Thanks to the Clinic's efforts, the client no longer has to fear being returned to face detention, torture, and possibly death at the hands of his home country's government. He is immensely grateful to receive asylum and looks forward to rebuilding his life here, safe from political persecution.

Professor Stephen Meili, the Clinic's supervising attorney, and Emily Good ('03), an adjunct professor for the Clinic and director of the Refugee and Immigration Program for the local nonprofit Advocates for Human Rights, oversaw the Law School's student attorneys as they helped guide the man through the asylum process.

Last year's Student Director Jonathan Moler ('11) and student attorneys Catheranne Wyly ('12) and Claudia Ochoa ('12) began the process by preparing and filing the client's asylum application, which included a 40-page brief detailing the legal basis for his asylum claim and dozens of exhibits supporting the brief. Student Director Phoebe Taurick ('12) oversaw the case over the summer, and this fall a second set of students took over. Student Director Kevin Lampone ('12) and students Edmond Ahadome ('13) and Jenna Nand ('12) prepared the client to interview with an asylum officer at the U.S. Customs and Immigration Services office in Bloomington, Minn.
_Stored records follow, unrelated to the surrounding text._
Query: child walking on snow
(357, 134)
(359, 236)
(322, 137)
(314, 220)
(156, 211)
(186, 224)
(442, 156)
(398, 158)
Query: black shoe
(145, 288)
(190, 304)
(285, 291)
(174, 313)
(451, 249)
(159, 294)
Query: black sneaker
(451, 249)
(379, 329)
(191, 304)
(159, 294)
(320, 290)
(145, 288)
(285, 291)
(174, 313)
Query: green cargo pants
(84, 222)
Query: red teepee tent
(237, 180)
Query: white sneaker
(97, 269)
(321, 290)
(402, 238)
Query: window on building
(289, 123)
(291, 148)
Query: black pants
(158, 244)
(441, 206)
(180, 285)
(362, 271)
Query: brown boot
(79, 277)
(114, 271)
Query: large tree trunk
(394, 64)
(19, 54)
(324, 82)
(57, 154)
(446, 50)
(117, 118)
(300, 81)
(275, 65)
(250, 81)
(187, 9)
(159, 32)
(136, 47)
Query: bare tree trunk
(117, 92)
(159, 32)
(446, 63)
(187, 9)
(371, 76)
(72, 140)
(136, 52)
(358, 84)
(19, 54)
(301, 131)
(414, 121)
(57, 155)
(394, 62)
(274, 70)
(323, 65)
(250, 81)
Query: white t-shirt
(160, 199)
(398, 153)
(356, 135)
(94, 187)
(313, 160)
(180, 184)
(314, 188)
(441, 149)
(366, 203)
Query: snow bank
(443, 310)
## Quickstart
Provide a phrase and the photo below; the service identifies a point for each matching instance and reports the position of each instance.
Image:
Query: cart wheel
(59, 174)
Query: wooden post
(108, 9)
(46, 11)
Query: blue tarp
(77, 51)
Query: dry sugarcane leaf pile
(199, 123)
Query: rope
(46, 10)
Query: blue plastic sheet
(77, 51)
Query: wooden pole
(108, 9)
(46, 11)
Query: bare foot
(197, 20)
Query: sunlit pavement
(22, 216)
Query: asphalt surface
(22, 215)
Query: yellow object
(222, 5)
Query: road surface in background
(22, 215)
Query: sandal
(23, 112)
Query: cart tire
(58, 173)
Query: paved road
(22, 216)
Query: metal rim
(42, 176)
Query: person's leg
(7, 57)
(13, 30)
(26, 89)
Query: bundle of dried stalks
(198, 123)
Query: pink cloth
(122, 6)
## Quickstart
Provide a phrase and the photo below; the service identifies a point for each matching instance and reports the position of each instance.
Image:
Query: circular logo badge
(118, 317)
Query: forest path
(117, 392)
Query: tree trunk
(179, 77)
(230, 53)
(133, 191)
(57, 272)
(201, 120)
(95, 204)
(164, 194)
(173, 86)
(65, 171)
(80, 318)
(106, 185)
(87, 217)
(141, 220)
"The impact these students have on their clients' lives is truly remarkable," says Meili, "and the extraordinary teamwork this case required shows how quickly each of these students was able to get up to speed and build a rapport with this client."

Like this man, many asylum applicants are forced to leave their families and livelihoods to escape persecution; often, they come to the United States without the resources to support themselves or to pay a lawyer to help them navigate the asylum process. Fortunately, organizations like Advocates for Human Rights and the Immigration and Human Rights Clinic, as well as numerous private attorneys, step in to provide free legal services.

According to the Transactional Records Access Clearinghouse, a data research program run by Syracuse University, last year 54% of asylum applicants who had legal representation received asylum, compared with only 11% of those without legal representation.